1. Get list of hauls from the database.

    SELECT filename FROM HAULS ORDER BY filename;

2. Get list of logs.
3. Figure out which logs are new and need to be committed.
4. Start a DB transaction.
5. For each new log...
5a. Read log data.
5b. Add entries to haulcensus table (assuming this table is indeed included
    in the DB's design).
6. Aggregate log data.
7. For each object/rule/symmetry:
7a. Find out if object is already in table census.
7a1. If so, update its count and lastseen.
7a2. If not:
7a2a. Insert it.
7a2b. Find out if object is already in table objectdata.
7a2b1. If not: determine basic characteristics (prefix, type, p) and add
       it.
8. Aggregate log data by date.
9. For each day:
9a. Create if not exists table censusYYYYMMDD.
9b. For each object/rule/symmetry for that day: proceed as above. Skip
    updating table objectdata, though, all new objects are already
    guaranteed to have entries by this point.
10. Commit DB.

== Creating reports ==

1. All DB queries should be qualified using WHERE rule = ... AND symmetry
   = ... if requested by user.
2. Select overall data from table hauls.

    SELECT count(*) AS hauls, sum(objects) AS objects, sum(soups) AS soups FROM hauls;

3. Select distinct objects from table census.
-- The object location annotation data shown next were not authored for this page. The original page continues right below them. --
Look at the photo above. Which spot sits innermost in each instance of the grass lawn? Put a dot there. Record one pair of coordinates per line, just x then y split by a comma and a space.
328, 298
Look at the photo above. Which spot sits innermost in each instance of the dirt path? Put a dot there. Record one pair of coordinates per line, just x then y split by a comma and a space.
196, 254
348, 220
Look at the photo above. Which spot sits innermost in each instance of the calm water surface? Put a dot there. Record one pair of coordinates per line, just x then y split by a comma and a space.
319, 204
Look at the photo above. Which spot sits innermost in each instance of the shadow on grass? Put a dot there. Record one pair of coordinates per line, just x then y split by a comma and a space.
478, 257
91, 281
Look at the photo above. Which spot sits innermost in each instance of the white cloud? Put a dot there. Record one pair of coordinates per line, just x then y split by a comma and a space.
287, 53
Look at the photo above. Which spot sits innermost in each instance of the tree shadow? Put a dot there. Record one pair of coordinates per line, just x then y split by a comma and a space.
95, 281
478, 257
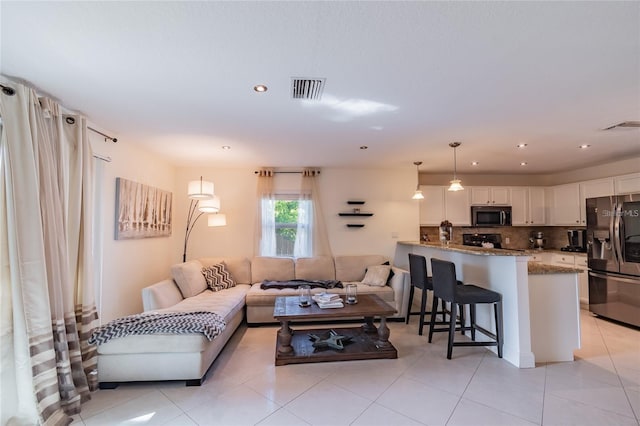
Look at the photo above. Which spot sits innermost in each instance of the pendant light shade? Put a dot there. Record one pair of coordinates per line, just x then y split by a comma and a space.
200, 189
209, 205
417, 195
218, 219
456, 184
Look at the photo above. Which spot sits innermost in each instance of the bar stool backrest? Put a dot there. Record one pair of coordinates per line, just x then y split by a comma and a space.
418, 271
443, 274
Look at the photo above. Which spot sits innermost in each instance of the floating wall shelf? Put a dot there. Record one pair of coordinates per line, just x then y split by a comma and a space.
355, 212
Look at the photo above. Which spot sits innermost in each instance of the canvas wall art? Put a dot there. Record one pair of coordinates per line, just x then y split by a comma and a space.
142, 211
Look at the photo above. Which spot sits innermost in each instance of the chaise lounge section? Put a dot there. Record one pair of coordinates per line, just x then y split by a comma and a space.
163, 356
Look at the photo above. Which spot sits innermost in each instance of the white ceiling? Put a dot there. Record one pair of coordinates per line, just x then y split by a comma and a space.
403, 78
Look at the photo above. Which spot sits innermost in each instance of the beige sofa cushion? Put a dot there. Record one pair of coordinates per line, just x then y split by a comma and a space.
188, 277
377, 275
238, 267
272, 269
315, 268
353, 268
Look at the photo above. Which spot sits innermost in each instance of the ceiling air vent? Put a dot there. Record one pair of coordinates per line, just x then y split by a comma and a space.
307, 88
627, 124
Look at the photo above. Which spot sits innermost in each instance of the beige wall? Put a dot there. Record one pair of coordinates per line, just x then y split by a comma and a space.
387, 194
616, 168
130, 265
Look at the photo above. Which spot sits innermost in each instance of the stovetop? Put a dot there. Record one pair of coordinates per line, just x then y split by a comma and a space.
476, 240
574, 249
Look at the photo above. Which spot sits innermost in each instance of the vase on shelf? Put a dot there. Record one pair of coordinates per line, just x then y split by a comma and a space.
445, 232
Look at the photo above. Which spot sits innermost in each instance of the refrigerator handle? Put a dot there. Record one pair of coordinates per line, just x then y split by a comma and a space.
617, 234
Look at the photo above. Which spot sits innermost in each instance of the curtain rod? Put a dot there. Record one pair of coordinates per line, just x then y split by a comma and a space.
114, 140
102, 157
10, 92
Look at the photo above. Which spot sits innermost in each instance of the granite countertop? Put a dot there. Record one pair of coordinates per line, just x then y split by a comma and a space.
538, 268
479, 251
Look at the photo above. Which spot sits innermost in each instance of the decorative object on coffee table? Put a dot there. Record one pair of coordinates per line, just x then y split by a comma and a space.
330, 339
367, 341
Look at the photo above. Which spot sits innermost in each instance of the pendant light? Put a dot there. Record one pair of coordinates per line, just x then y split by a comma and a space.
417, 195
455, 183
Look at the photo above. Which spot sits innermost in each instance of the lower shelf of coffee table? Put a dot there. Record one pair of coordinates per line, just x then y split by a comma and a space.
361, 346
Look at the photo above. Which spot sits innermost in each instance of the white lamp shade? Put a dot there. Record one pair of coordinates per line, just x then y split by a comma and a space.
455, 185
418, 195
219, 219
209, 205
200, 189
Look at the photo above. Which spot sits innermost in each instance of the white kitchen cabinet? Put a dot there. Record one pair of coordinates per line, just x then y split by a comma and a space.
490, 195
627, 184
528, 206
565, 206
432, 208
458, 207
593, 188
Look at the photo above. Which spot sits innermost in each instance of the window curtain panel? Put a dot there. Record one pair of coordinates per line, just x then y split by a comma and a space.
265, 229
46, 290
311, 236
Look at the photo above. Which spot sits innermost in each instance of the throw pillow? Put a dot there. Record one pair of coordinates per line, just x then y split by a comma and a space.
218, 277
188, 278
377, 275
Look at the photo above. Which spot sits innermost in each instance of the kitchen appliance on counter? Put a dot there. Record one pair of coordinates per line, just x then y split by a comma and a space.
491, 215
478, 240
577, 241
537, 240
613, 254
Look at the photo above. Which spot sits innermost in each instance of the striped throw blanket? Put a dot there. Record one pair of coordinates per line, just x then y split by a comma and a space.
208, 323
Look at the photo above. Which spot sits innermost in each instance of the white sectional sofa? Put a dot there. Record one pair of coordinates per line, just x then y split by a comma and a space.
189, 356
347, 269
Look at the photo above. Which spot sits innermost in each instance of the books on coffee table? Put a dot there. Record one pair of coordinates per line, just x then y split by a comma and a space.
328, 300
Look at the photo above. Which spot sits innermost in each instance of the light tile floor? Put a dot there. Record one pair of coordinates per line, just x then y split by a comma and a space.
421, 387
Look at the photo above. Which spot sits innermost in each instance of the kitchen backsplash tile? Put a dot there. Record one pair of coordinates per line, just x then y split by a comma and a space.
556, 236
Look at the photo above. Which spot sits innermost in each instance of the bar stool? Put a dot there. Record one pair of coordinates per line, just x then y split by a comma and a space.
419, 279
446, 289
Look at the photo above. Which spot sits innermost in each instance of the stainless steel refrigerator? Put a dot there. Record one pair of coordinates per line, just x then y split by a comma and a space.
613, 250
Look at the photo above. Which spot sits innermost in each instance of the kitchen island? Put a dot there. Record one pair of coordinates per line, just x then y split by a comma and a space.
540, 302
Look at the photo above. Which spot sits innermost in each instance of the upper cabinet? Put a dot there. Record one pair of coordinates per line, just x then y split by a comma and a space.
528, 205
458, 207
440, 204
565, 205
490, 195
627, 184
432, 210
568, 201
593, 188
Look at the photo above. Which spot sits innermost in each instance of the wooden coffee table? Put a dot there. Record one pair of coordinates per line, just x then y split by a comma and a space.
367, 341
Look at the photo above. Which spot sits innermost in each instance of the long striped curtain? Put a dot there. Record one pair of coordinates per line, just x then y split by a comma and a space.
46, 290
265, 229
311, 236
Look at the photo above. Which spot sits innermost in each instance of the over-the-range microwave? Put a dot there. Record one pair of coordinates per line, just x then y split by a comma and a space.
491, 215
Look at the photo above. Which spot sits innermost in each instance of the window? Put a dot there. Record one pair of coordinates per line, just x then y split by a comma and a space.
291, 230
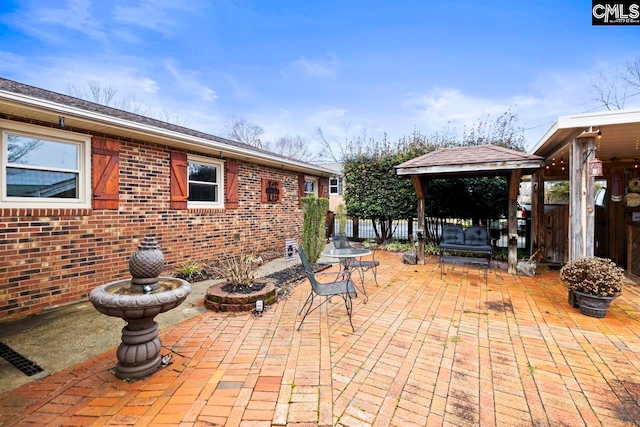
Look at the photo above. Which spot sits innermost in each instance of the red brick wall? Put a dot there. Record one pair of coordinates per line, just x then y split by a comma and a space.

    SELECT count(distinct(object)) AS distinctobjects FROM census;

4. Use this to compute average soups/haul and objects/soup.
5. For main census, basically select from table census, joined with table
   objectdata for names.
6. For prefix reports ("xq4" etc.), select from table census joined with
   table objectdata, WHERE prefix = ... .
7. For diary: 
7a. Use table hauls and column timestamp to get number of hauls etc. for the day.
7b. Use table censusYYYYMMDD to get interesting objects for the day.
7c. Use table census and column firstseen to get new objects for the day.